In a sense what I'm arguing for is disassembling the concept of Linux as a single community, a single product, a single anything aside from the kernel itself. Just as I once realized there really is no such thing as a Linux community (but rather many little communities who just happen to use something hooked to the Linux kernel) today I am realizing there is no such thing as a single Linux... anything.. an OS, a product, whatever you want. Calling it an ecosystem is as far as you get to some approximation of reality. But if you wanna advertise an ecosystem what you're really advertising is a kernel, the GNU Project or the FOSS licensing, nothing more.

May 19, 2009
11:24 PM EDT
"Linux as an OS" is not a fallacy.
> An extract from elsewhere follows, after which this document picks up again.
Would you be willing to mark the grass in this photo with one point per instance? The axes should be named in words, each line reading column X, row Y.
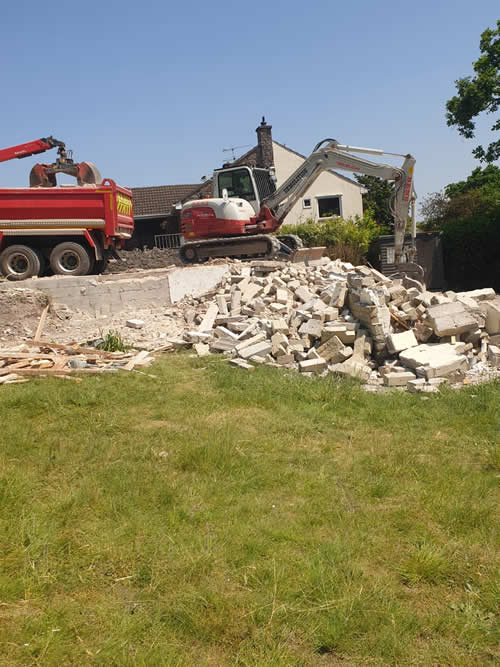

Distributions which package things with the Linux kernel to create an OS are, by the Linux community, the wider IT sphere, and indeed anyone in the general public who is at all computer savvy, are generically called "Linux". The Linux OS (no, not GNU Linux, as most of it isn't GNU) refers to the completed product. I know you don't agree, Libervis, but you are most definitely in the minority on this one.

In that broad context Linux needs marketing, period. When doing contextual marketing, meaning marketing of a distribution or of a Linux device or system, the advantages of using Linux over the competition need to be touted. That is plain, old fashioned marketing of Linux (generic) done in a way that sells a specific product. Within that sort of context Linux (generic OS) does need to be marketed, period.

May 20, 2009
12:05 AM EDT
> The Linux OS (no, not GNU Linux, as most of it isn't GNU) refers to the completed product.

Most of it isn't Linux either so on the same basis on which you discount "GNU" you can discount "Linux". Of course, the difference (only one it seems) is that Linux is simply a more popular term.

Though I'm not arguing the FSF's points here and insisting it be called "GNU/Linux". Technically my position isn't necessarily so much about terminology as much about a marketing focus. Terminology just happens to be a big part of marketing (branding basically).

Also, you don't have to brand all Linux based distributions as a "Linux OS" to do generic branding. It's enough to call it Linux and when asked just refer to an "ecosystem" or some other term which *clearly* implies that it is not a single product, but rather a multitude of things with certain common characteristics. That's a lot better than presenting all distros at once as if they were a single one (which is how most people understand the meaning of an OS, the way we Linux geeks understand a single distro).

Bottom line, if you want to advertise generically, advertise it as a Linux Ecosystem (TM?). Makes sense? :)

Edit: Just to clarify.. once we push the connotation between the term "Linux" and the term "Ecosystem" even when someone uses the term "Linux OS" to describe, for instance, Ubuntu, they are more likely to mean something like "Microsoft OS" than something like "Windows OS". Basically, when someone calls it a "Linux OS", they will mean "an OS that uses components from the Linux Ecosystem, just like when someone says a "Microsoft OS" they mean "an OS made by Microsoft".